Quantum simulation through atomic assembly

*Sander Otte
Delft University of Technology, The Netherlands

The magnetic and electronic properties of materials often find their origin in basic atomic- scale interactions. Yet, due to the large number of atoms involved, many phenomena can be very difficult to predict: we call these ’emergent’. The ability to build structures atom-by-atom by means of scanning tunneling microscopy (STM) provides an excellent platform to explore emergence as a function of system size.
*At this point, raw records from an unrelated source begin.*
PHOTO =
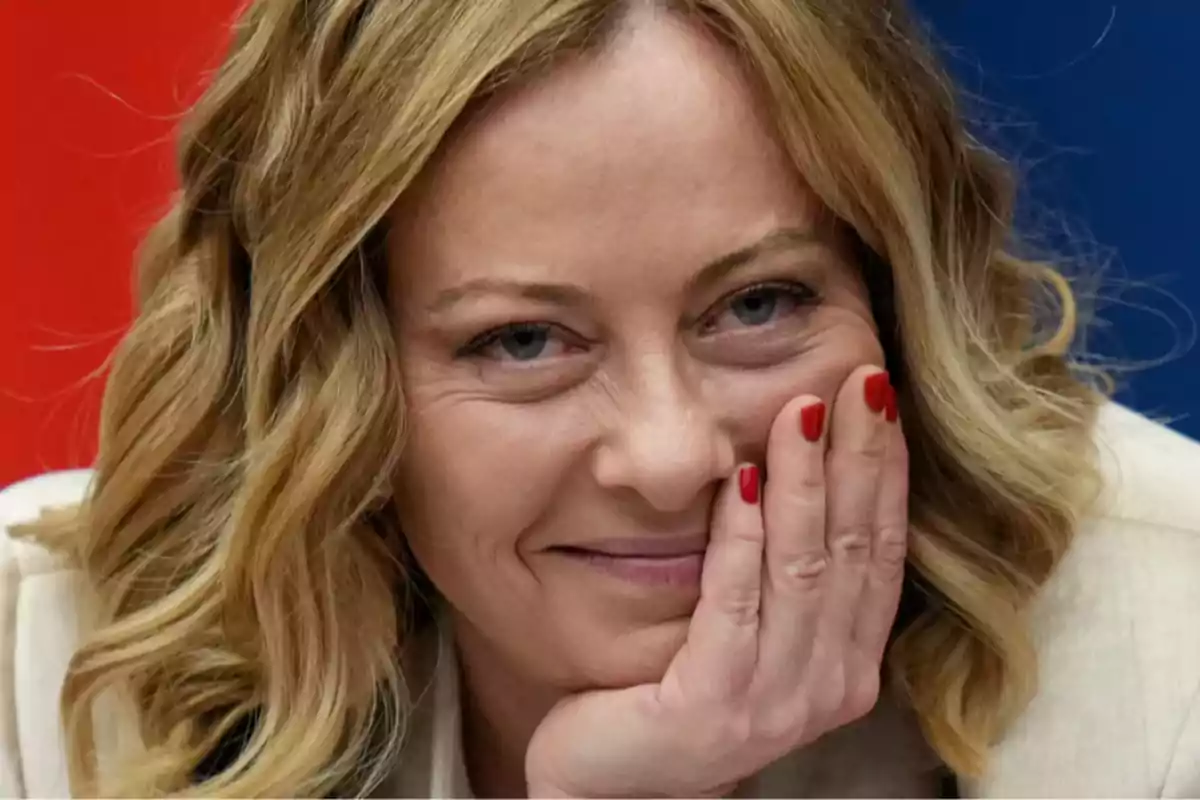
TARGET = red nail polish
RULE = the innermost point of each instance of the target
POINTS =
(889, 408)
(748, 482)
(813, 421)
(875, 390)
By properly tuning the anisotropy and coupling of magnetic atoms on a thin insulator, we have been able to engineer finite spin chains hosting spin waves [1] as well as the beginnings of a quantum phase transition at a critical magnetic field [2]. In a more recent experiment, we have engineered spin structures that are frustrated by design, exhibiting a spin spiral that can snap between different configurations. Unfortunately, the maximum size of assembled structures is often limited due to e.g. crystal impurity and crystal strain. In this talk, I will present a way to mitigate these limitations and show recent advances in sample preparation that will allow us to build much larger spin structures [3].

[1] A. Spinelli et al., Nature Materials 13 (2014) 782.

[2] R. Toskovic et al., Nature Physics 12 (2016) 656.

[3] J. Gobeil et al., Surface Science 679 (2019) 202.